Ma la suprema esaltazione del corpo, nel cristianesimo, è Gesù Cristo. Il Dio che si è fatto uomo, si è fatto carne, ha preso un corpo come il nostro, fatto di muscoli, di nervi, di vene, di ossa, eppure corpo di Dio. E tutto perché il Dio cristiano ha commesso una ‘follia’: si è innamorato dell’uomo e ha voluto salvarlo tutto, spirito e corpo.

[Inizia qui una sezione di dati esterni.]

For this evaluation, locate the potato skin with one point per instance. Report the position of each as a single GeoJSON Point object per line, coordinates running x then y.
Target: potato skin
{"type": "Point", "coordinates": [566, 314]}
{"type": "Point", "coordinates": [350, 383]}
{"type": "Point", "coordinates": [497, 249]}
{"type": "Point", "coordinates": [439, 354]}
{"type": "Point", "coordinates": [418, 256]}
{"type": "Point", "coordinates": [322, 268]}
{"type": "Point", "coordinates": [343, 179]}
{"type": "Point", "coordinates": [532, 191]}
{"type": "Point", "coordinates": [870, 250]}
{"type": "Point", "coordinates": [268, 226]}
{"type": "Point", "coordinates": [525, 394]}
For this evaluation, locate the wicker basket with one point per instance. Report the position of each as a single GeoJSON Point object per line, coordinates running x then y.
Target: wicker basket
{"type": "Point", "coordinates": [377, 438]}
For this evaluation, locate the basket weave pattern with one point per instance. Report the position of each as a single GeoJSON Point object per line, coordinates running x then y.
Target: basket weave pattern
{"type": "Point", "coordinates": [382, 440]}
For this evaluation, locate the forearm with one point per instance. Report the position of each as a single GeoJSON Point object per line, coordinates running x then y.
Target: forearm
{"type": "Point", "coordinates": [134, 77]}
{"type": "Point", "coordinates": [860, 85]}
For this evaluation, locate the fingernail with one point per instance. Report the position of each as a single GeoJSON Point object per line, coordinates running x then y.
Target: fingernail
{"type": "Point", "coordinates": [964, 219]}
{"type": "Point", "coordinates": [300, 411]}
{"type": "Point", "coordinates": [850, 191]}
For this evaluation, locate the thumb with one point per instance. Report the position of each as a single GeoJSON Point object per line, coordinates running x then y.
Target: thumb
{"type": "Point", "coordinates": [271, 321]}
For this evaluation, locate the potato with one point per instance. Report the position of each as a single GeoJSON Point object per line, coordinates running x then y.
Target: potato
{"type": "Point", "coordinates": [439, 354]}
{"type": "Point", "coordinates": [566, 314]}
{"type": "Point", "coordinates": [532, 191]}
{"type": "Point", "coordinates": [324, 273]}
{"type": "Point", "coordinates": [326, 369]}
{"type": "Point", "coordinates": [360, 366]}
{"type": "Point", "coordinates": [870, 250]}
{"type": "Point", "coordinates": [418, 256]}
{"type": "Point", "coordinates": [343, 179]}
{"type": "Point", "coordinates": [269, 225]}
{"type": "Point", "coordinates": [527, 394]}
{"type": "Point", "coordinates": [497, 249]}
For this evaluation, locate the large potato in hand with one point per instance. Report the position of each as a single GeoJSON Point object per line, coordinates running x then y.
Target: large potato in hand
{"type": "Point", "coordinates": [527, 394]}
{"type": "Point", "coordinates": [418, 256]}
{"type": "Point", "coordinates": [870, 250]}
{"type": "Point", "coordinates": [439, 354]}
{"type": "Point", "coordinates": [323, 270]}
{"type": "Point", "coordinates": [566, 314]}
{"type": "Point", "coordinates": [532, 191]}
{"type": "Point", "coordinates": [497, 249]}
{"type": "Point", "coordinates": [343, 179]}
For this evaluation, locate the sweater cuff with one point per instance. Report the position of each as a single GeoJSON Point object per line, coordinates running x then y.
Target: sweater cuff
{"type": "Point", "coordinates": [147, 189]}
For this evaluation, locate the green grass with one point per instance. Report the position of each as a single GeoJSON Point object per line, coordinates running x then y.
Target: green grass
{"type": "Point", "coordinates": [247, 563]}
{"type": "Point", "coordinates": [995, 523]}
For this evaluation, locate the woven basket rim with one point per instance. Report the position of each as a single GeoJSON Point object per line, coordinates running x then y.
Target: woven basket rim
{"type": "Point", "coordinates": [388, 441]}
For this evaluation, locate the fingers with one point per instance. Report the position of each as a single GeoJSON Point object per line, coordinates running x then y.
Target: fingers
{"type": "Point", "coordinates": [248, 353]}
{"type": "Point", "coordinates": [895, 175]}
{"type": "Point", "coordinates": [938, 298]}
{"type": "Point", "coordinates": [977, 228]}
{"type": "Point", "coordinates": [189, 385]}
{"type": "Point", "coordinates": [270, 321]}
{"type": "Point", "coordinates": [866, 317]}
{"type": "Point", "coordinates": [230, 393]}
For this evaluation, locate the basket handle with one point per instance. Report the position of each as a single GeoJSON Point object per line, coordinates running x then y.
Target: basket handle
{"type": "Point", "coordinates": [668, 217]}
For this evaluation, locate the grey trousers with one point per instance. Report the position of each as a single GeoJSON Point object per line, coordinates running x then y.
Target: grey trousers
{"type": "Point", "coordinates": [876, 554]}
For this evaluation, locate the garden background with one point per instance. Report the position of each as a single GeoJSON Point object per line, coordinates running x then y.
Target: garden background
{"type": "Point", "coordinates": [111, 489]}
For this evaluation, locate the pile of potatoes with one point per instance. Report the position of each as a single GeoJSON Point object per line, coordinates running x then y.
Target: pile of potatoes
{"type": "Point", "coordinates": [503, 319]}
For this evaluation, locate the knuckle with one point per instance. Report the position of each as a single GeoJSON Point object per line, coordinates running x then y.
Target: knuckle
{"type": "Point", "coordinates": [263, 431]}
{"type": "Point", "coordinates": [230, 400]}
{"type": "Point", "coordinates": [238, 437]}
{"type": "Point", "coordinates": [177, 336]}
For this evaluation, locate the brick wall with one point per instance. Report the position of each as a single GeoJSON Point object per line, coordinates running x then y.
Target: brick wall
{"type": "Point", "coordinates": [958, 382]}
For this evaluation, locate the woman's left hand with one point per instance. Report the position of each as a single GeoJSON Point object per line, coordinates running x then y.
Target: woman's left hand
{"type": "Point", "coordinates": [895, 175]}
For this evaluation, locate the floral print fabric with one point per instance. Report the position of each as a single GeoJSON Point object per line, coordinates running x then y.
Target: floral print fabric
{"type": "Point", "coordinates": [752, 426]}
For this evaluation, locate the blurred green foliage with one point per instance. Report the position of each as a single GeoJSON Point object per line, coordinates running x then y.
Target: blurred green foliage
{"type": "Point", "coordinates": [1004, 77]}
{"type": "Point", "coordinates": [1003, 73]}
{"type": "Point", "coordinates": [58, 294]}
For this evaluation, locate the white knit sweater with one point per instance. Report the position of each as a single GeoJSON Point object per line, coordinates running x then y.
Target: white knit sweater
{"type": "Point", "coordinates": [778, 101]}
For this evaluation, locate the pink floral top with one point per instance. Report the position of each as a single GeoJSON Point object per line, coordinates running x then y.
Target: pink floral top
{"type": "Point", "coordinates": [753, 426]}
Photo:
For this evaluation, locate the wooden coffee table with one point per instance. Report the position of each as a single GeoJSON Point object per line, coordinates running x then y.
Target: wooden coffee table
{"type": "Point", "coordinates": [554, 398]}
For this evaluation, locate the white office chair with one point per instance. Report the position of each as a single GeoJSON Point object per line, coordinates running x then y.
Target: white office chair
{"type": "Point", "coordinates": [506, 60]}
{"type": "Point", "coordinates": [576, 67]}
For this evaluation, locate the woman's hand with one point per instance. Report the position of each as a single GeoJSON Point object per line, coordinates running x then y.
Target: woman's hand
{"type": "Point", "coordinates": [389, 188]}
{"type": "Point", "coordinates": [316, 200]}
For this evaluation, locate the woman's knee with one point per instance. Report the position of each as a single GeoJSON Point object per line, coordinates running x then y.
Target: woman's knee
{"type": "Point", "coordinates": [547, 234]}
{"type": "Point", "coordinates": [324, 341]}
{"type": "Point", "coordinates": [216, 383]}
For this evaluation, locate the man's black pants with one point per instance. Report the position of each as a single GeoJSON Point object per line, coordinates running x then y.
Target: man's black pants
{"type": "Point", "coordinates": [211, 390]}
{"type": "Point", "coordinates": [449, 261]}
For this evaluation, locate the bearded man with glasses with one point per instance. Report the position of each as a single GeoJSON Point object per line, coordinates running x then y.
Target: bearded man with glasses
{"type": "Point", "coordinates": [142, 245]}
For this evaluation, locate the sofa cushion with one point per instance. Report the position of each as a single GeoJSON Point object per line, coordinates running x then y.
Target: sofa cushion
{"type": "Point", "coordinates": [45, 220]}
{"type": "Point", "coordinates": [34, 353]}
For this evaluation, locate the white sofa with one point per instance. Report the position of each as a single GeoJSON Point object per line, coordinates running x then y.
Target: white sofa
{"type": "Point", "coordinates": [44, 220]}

La suprema esaltazione di questo nostro corpo bello e fragile è nel mistero dell’Incarnazione, in questo Dio che ha mandato suo Figlio a farsi uomo per salvare questo povero uomo fallito.

 

Cristo è vissuto nel suo corpo d’uomo, ha sofferto, è morto ed è risorto nel suo corpo d’uomo. Non si è ridotto a un fantasma angelizzante–tutto–spirito. La sua risurrezione è anche la nostra, avremo ancora il nostro vecchio caro corpo riscattato dalla sofferenza e dalla morte, ricco di uno splendore eterno.

 

È grazie alla sua carne che Cristo ci ha salvati. C’è un sano materialismo nella visione cristiana. Tertulliano, questo apologeta dei primi secoli, scriveva che “la carne è il cardine della salvezza”. Un cardine in cui si incentra e attorno a cui ruota tutto il mistero di Cristo. Sul corpo si gioca l’intero destino eterno dell’uomo e della sua felicità.“Il Verbo si è fatto carne dandoci del corpo una visione totalmente nuova – scrive ancora Martini. – Assumendo la nostra carne mortale, il Figlio di Dio ha voluto partecipare della nostra fragilità. Una fragilità che non oscura più la bellezza del nostro corpo. Come infatti il corpo di Gesù è rivelazione della Gloria, visibilità dell’Invisibile, narrazione di Dio tra gli uomini, così anche il nostro corpo, nella sua completezza di carne e di spirito è destinato a essere specchio della bellezza di Dio.

 

Possiamo dire che, a motivo del mistero dell’Incarnazione che trova compimento nel mistero della Risurrezione, il cristianesimo ha al centro il corpo e la corporeità” (ivi, 43).